The prize seeks to celebrate the best of digital history internationally, with a particular focus on published works that make substantial contributions to the historiography of their field and intervene in debates concerning methodology.
An unexpected prize
The judging panel agreed that, from a strong field of nominations, the ‘article was the standout piece.’
‘’This was totally unexpected,” says Joris van Eijnatten. ”The message arrived out of the blue on a Monday morning, and it made my day! Pim and I both feel deeply honored in having received this token of recognition from our peers.
I’m pleased that our article can help stimulate digital historical research in this way. The establishment of a prestigious award like the Deswarte Prize demonstrates that the humanities and what we at the eScience Center call ‘enhanced science’ make excellent bedfellows.”
Echoing this sentiment, Pim Huijnen says, “I’m absolutely honoured and proud to receive this prize. It has been a joy to do this research together with Joris because we are very much on the same page when it comes to what we find interesting in cultural history and how to use computational techniques to study these questions.”
What is the article about?
We asked Joris and Pim to give a quick summary of the article. They explained: ”the question we posed was, ‘how did people in the past think about the future?’
We used digital methods to trace the different meanings attributed to ‘future’ in Dutch parliamentary records between 1814 and 2018. We saw some intriguing trends. Past futures were never certain, but they were relatively more predictable.
In the nineteenth century, people found comfort in the idea that the future lay in God’s hands. In the 1970s, they believed the future could be planned, or even predicted in the form of scenarios. Through the 1980s and 1990s, this changed radically: the future became fundamentally unpredictable and risky. It became something to be afraid of.”
As we all know, research results come with a lot of work.
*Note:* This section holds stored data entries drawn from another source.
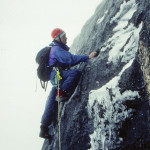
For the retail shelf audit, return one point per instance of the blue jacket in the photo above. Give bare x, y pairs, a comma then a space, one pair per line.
60, 54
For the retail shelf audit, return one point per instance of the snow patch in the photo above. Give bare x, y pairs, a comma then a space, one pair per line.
101, 19
106, 107
123, 44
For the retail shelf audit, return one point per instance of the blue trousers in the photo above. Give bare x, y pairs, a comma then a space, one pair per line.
68, 84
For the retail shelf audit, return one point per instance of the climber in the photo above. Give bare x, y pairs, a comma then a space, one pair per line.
63, 59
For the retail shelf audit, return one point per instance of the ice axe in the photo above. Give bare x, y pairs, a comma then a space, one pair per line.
97, 51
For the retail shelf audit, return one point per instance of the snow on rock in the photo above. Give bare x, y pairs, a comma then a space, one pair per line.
101, 19
124, 42
107, 108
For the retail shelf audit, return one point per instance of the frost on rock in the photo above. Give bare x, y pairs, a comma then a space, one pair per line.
108, 112
124, 42
101, 19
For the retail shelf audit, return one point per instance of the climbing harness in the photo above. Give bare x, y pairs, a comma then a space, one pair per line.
58, 84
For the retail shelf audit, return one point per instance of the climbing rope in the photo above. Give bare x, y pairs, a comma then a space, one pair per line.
59, 78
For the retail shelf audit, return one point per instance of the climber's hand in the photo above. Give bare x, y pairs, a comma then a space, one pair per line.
93, 54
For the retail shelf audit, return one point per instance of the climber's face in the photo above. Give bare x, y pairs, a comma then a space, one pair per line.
64, 39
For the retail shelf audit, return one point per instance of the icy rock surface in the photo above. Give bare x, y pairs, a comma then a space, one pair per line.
110, 108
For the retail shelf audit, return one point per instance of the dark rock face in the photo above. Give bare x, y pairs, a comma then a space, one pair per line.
110, 107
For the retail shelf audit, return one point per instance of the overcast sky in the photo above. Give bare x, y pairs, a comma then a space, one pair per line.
25, 28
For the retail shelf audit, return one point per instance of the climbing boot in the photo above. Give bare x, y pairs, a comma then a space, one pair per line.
44, 132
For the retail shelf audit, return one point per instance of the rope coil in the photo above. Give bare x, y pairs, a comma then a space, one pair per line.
59, 78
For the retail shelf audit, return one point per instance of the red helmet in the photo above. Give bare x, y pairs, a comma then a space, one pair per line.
56, 32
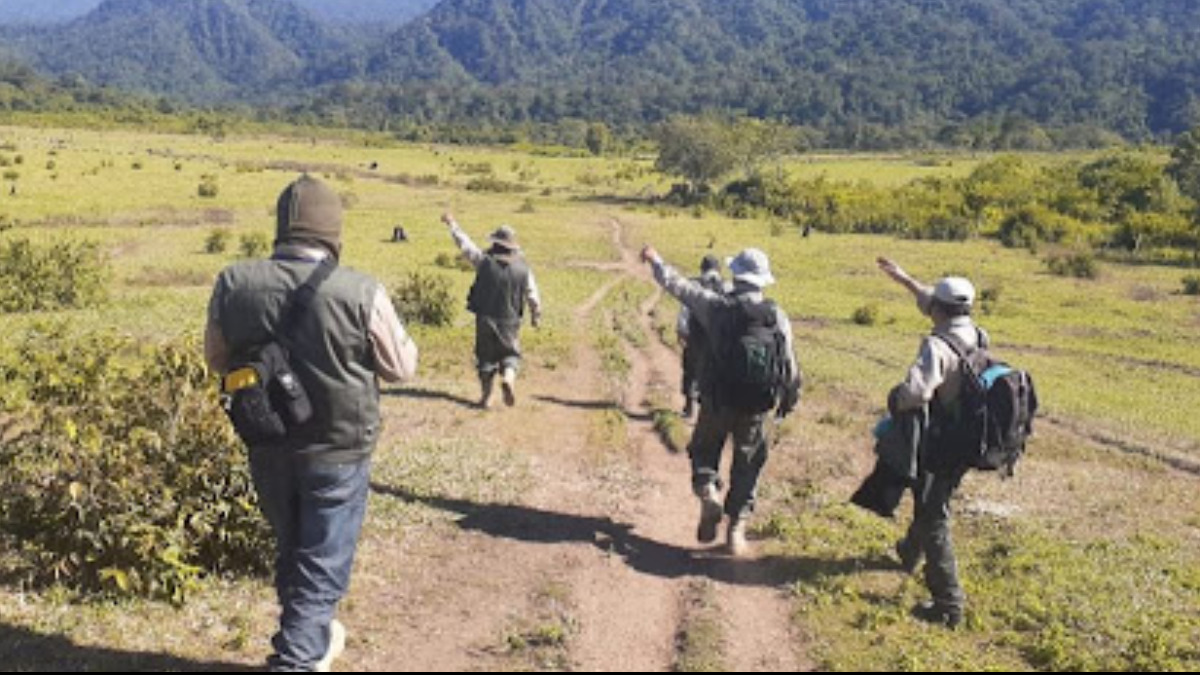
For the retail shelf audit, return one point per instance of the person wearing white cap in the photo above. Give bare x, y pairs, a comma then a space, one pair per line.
503, 286
934, 380
753, 371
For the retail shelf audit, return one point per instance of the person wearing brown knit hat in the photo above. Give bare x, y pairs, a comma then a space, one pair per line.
341, 340
310, 214
503, 286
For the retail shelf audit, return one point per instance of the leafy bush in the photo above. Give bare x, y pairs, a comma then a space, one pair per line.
450, 261
253, 245
121, 476
425, 299
867, 315
208, 187
217, 240
492, 184
1033, 225
63, 275
1080, 264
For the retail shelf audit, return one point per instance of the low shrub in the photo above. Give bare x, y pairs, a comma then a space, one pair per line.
867, 315
63, 275
123, 476
217, 240
253, 245
425, 299
1079, 264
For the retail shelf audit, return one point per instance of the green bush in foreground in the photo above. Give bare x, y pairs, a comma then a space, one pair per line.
119, 473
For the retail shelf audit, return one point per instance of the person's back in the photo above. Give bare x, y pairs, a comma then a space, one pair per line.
329, 345
935, 380
503, 286
340, 334
724, 417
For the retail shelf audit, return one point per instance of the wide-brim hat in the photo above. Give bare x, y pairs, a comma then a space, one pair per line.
954, 291
751, 267
505, 237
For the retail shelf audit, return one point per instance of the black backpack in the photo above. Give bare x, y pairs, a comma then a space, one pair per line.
262, 394
749, 359
996, 408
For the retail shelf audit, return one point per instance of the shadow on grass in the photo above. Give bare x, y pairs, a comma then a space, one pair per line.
594, 406
646, 555
25, 651
430, 394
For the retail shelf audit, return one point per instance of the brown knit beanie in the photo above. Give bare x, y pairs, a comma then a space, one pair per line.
310, 213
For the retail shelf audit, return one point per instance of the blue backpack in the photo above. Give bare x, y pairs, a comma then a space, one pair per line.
996, 410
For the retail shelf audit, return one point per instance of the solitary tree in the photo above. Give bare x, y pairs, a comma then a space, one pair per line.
1185, 168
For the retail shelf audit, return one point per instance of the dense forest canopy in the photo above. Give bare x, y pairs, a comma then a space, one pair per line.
856, 73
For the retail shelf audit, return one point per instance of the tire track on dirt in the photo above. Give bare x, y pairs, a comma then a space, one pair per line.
756, 615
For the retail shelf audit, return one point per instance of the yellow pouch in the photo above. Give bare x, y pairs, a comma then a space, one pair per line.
240, 378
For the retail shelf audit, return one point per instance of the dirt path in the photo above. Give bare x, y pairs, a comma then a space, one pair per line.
591, 567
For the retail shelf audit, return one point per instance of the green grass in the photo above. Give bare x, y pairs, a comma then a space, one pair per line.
1097, 572
1037, 602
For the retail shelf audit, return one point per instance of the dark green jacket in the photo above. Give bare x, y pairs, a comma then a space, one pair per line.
330, 347
502, 282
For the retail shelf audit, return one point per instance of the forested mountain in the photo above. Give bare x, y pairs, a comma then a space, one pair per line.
42, 11
388, 12
856, 72
1129, 65
201, 49
377, 12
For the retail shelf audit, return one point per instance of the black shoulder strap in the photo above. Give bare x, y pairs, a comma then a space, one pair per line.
303, 296
961, 348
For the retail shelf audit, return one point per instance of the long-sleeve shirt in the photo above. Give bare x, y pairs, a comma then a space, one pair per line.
935, 372
395, 352
702, 303
475, 256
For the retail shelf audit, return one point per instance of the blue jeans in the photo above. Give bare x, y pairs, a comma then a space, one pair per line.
316, 511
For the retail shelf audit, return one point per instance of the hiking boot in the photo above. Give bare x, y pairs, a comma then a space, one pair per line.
910, 556
485, 398
688, 408
933, 613
709, 515
736, 537
507, 382
336, 646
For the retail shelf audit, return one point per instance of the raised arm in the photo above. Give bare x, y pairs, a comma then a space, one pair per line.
534, 298
923, 293
695, 297
468, 248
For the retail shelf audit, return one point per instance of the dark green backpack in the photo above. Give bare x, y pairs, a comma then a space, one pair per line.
749, 358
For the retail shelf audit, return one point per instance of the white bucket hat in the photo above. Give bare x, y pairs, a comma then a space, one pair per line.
954, 291
751, 267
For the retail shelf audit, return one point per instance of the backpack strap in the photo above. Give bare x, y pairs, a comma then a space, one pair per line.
960, 347
303, 297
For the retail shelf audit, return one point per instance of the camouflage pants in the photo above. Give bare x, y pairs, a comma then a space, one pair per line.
930, 536
714, 425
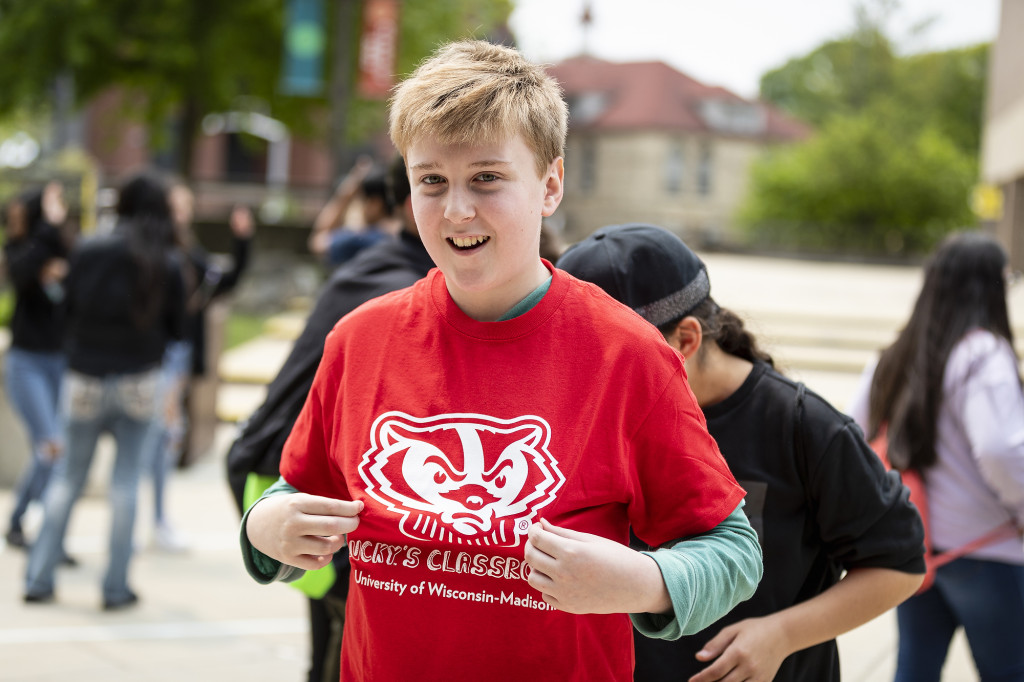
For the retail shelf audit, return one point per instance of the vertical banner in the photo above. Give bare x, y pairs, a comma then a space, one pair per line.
378, 48
302, 72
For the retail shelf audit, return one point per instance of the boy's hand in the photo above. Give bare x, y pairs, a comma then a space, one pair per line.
301, 529
748, 650
580, 572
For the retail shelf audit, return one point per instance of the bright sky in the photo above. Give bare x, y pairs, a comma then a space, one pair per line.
733, 42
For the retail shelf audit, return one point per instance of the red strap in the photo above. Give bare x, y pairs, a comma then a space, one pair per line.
1005, 531
915, 483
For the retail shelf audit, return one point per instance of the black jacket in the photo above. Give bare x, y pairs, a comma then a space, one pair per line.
820, 502
384, 267
38, 322
104, 335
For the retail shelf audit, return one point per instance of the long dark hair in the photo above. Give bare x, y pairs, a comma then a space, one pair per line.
145, 222
31, 202
964, 289
726, 329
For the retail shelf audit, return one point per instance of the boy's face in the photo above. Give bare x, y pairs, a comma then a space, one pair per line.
478, 210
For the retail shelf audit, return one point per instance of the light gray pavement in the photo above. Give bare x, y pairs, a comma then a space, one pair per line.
202, 619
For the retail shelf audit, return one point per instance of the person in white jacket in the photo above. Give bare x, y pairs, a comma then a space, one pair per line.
948, 392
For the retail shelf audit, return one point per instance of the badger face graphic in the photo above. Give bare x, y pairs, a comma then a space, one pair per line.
462, 478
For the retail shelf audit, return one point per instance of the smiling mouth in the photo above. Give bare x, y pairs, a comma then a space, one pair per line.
467, 243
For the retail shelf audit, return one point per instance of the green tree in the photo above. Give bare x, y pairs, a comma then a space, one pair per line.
896, 154
182, 59
861, 184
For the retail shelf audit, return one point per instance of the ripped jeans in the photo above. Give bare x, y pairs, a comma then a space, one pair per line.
123, 407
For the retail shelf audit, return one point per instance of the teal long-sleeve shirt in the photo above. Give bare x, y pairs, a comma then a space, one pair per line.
707, 574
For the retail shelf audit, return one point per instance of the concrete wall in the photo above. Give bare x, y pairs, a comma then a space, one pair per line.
630, 183
1003, 140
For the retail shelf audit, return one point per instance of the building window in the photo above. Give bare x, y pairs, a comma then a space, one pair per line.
705, 169
588, 165
675, 169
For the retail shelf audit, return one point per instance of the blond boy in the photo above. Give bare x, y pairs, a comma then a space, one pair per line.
485, 439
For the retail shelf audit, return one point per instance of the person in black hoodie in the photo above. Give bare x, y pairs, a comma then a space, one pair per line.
205, 281
36, 256
125, 300
386, 266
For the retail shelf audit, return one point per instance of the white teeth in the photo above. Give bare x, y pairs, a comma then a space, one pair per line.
466, 242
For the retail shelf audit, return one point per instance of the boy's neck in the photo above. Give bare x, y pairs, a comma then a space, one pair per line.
492, 305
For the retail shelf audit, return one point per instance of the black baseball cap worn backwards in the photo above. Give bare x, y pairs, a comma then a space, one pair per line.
646, 267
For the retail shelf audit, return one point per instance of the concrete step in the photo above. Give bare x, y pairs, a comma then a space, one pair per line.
236, 402
255, 361
822, 358
286, 325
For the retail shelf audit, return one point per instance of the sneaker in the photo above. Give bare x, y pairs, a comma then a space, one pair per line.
130, 599
15, 538
166, 539
39, 597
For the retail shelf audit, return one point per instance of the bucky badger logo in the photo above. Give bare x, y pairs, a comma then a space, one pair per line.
462, 478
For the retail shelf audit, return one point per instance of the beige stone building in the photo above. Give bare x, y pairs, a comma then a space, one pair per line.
1003, 141
649, 143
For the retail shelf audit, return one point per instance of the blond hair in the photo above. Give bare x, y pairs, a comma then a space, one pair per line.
473, 91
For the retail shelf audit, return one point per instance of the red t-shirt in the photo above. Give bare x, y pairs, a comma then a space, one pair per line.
458, 434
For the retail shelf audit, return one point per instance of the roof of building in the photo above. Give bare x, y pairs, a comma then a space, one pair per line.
607, 95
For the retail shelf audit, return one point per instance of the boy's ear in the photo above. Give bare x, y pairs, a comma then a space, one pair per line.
553, 186
687, 336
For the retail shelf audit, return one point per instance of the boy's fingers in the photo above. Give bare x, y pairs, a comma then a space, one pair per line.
564, 533
317, 506
545, 542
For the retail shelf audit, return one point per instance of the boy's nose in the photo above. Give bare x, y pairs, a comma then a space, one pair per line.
459, 207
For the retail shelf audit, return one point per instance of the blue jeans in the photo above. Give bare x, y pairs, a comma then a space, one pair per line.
986, 598
164, 444
33, 384
122, 406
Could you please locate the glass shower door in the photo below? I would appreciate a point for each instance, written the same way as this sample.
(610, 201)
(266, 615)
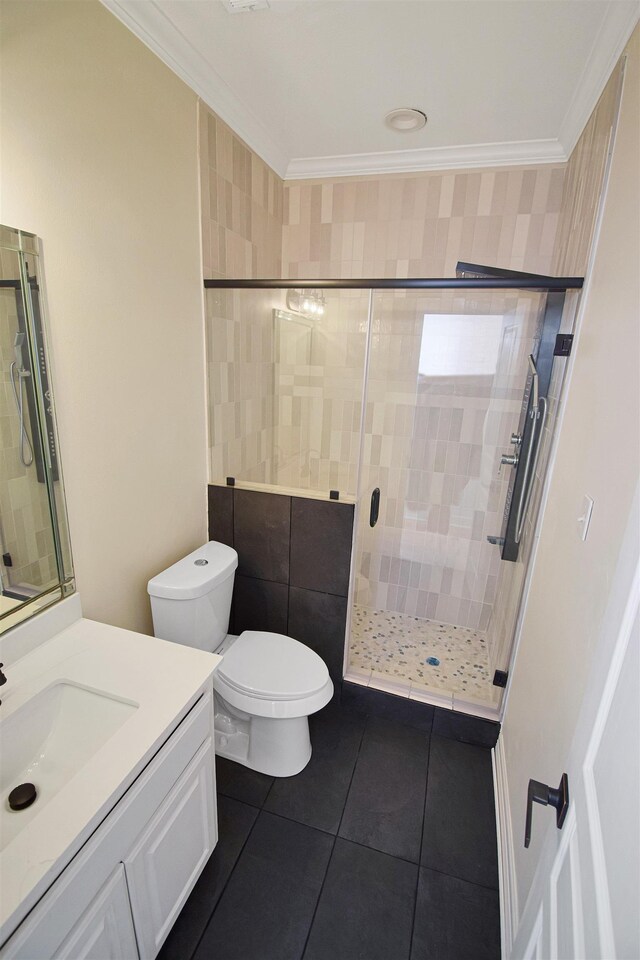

So, what was their drive in writing this paper and what did the roadmap look like?
”Pim and I are fascinated by ‘conceptual history’. This is the history of words that are heavy in meaning, such as ‘democracy’ and ‘freedom’. Meanings change over time. In this case, we focused on the ‘future’ because this concept is highly topical at the moment. The future is in a crisis. We don’t control it anymore. Just think about the consequences of climate change or global warfare: they bring home to us that the future is more uncertain than ever.
We worked on and off on this article for the larger part of a year. Getting the data organized, writing the code, extracting relevant results, and especially putting everything down on paper required multiple passes. The robust editorial process to which articles in the humanities are subjected probably took another year.”
And their hard work paid off! On 8 November, Joris and Pim will receive their award during the IHR Digital History seminar series at the University of London, which will be live-streamed on YouTube.